3) What you see is as important as what you hear

The way I was taught mediation tended to focus on words and meaning. I have characterised it as ‘mediating from the neck up’ (seehttp://kluwermediationblog.com/2013/12/13/mediating-from-the-neck-up/). And yet when I am sitting in the mediation chair I feel as if I am watching a play. The expressions on people’s faces; the way they sit; the way they move their hands; whether or when they smile; whether they look at each other; how far apart they are: all of these matter as much as the content of the words.

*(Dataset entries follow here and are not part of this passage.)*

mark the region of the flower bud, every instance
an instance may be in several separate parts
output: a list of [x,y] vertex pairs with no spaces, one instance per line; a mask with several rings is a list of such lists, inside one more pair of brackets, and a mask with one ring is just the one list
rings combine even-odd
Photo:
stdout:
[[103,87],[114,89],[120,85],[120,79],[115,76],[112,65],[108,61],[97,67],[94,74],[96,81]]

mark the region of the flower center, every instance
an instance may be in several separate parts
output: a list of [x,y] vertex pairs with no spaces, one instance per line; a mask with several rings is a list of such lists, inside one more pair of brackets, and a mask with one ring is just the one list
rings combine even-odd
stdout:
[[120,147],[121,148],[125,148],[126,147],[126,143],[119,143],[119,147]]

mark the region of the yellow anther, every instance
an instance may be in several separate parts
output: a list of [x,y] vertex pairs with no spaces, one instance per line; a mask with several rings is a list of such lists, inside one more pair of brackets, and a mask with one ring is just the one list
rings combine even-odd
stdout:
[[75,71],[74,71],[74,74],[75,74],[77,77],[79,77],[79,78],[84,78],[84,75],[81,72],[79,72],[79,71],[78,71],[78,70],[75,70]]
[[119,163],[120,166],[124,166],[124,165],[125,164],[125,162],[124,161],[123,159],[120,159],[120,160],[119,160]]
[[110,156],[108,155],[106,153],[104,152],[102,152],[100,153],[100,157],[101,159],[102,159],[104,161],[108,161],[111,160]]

I once worked with two colleagues who were not getting on. Each described the other as unreasonable. They had had fierce arguments in front of the team. Their own words sounded innocuous; the other’s an astonishing overreaction. But in our mediation I noticed a funny thing. When each was relating the other’s words their face changed dramatically. When telling me their own views they were open, animated and friendly, using hands, eyes and smiles to convey meaning and secure my understanding. Yet when conveying what the other had said they looked disdainful, accusatory and dismissive, with pointing fingers and flashing eyes. It was as if the words themselves were insufficient; the full visual display was needed to ensure that I understood.

Of course we all know this. One famous experiment found that the content of what is said is less significant in people’s recollection than the speaker’s tone of voice or appearance (Seehttp://en.wikipedia.org/wiki/Albert_Mehrabian for an explanation). Mediators can do something about this. We’re in the business of interpretation, providing a forum for discussion (what were you trying to convey?) and feedback (you looked angry/anxious/defensive). By bringing the whole body to the table we have a more accurate conversation and correct what is sometimes known as the “empathy gap” : the tendency to underestimate the influence or strength of emotions either in oneself or others.